Hot on the heels of the Great Resignation, a new buzzword is stirring conversations about employee culture worldwide. “Quiet quitting” happens when workers only do the job they’re being paid to do, without taking on any extra duties or tasks.
On the face of it, quiet quitting seems like a passive act of resistance against the culture of overwork that soared amid the COVID-19 pandemic. But is it a cause for concern or just a TikTok fad?
“It’s a new name for an old behavior,” answered Mary-Lou MacDonald (pictured), national practice lead, health and performance, at HUB International.
People paring down their work output to find more balance in their personal lives is nothing new. The pandemic created a perfect storm for quiet quitting rather than being the source of the phenomenon.
“People have been pushed to the edge, given everything we’ve had to deal with around the pandemic. They’ve realized they’re in control of their health and wellbeing,” MacDonald said.

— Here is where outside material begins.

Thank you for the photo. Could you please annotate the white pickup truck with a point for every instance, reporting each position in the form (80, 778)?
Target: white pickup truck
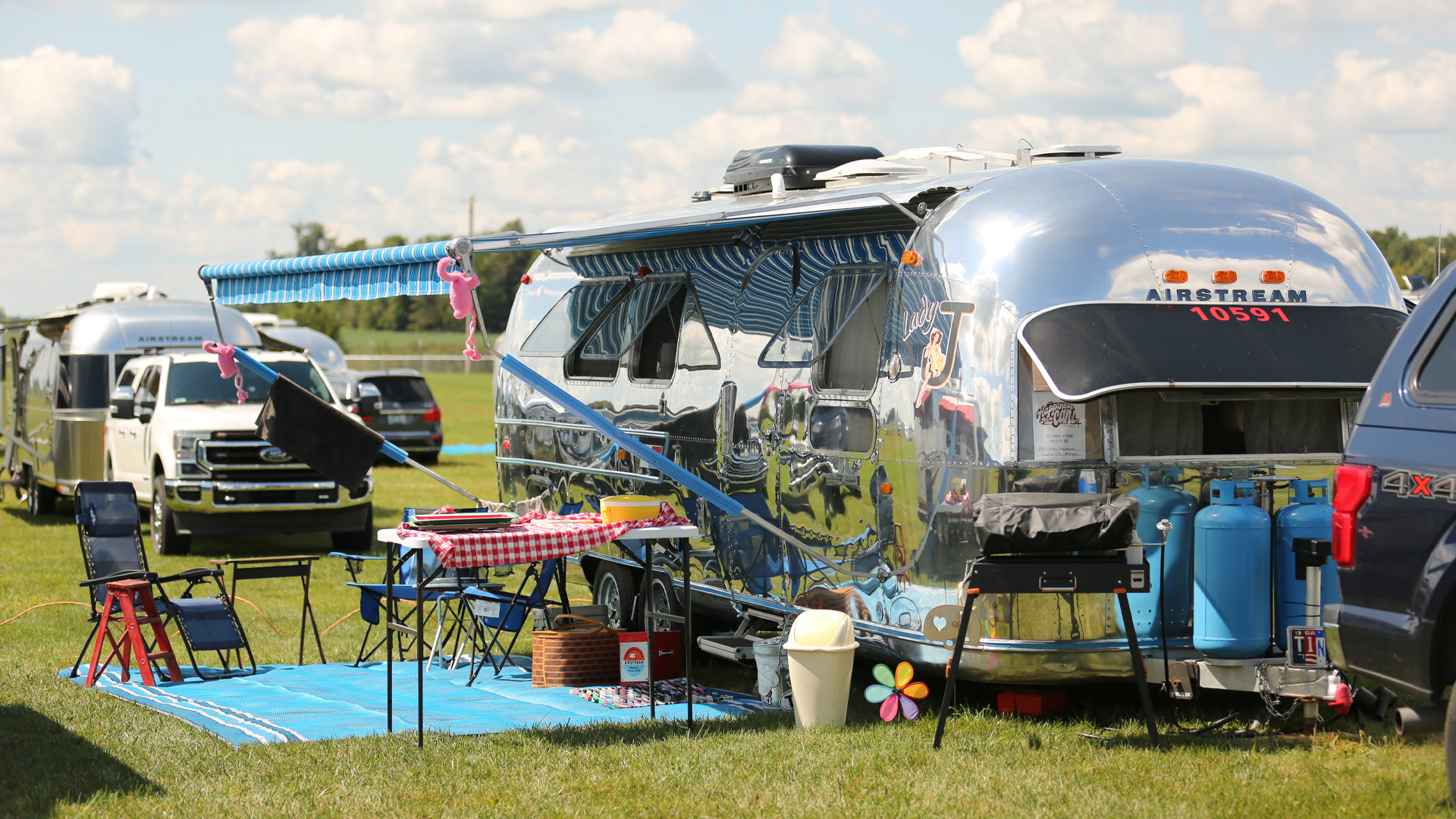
(178, 433)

Quiet quitting is likely a result of burnout, an extreme and chronic form of stress which has skyrocketed in the last few years. A study by Canada Life last year showed one in three working Canadians felt burned out. Insurance (39%) was among the five industries that reported burnout rates above the national average (35%).
Health and patient care had the highest rate, with more than half (53%) of workers feeling burned out, including 66% of nurses. Staff in transportation, education and childcare, and first responders were also experiencing burnout in high numbers.
“It’s not necessarily that they don’t want to give their energy, innovation, and creativity to work,” MacDonald said. “Rather, they realize that discretionary work should no longer be considered the standard, especially when it comes at the cost of their relationships, health, and wellbeing. They want to provide that extra effort on occasion, and to employers they feel deserve it.”
More positively, the trend suggests more employees are being smart around setting boundaries to protect their wellbeing. “It’s not about quitting; it’s about readjusting and realigning priorities,” continued Macdonald.
The trend is also resonating strongly with younger employees. For MacDonald, quiet quitting reveals much about what the youngest cohort in the workplace values in their professional lives. With Gen Z set to become the dominant force in the working world, organizations should listen closely for cues on what these younger workers want and need to thrive.
“Salary used to be the biggest deciding factor for many generations when choosing a career, but, for Gen Z, there are more important things, like mutual mentorship, technology, and mental health,” said MacDonald.
The pandemic forced many companies to look at ways to support the mental health of all employees, regardless of generation. But, MacDonald said, for the most part, organizations and leaders were not well equipped for the task.
“Maybe the supports weren’t in place, or they weren’t robust enough or customized enough, or communicated well enough for the different generations. Many leaders were not trained to recognize when someone is struggling in the workplace, let alone what to do or say, or how to support them,” said MacDonald.
Rather than blame individual employees for quiet quitting, insurance companies must focus on how to prevent burnout, ramp up support for their workforce, and create a resilient organization.
“I always say it’s a shared responsibility. As employees, it’s our responsibility to bring our best selves to work every day, mentally and physically. That includes getting enough sleep, getting the exercise that I need to stay healthy and functioning at a high level, managing family or health issues I might have, and eating well,” MacDonald explained.
“It’s employers’ responsibility to create workplaces where individuals can thrive and do their best work, which means removing obstacles, making the work fair and equitable, and managing the workload and work pace that employees must deal with. They should also clearly communicate their expectations and timelines. Knowing your employees well and building supportive relationships builds mutual trust, which goes a long way.”
Leaders should strive to get more mental health education for themselves, so they can better support employees. That includes knowing where to direct resources and benefits so employees can easily access them, but it also means taking the initiative to spot warning signs of burnout.
“There are mindsets at work that leaders must be aware of, such as that of perfectionists and pleasers,” cautioned MacDonald. “Some are super passionate about their roles and will voluntarily overwork themselves.”
She said that individuals with these mindsets are more likely to burn out over time. “It’s the employer’s responsibility to be aware and remind those super passionate and perfectionist folks to set healthy boundaries themselves, and for leaders to model that behaviour as well. They should also avoid piling more work on to those employees they know will go the extra mile.”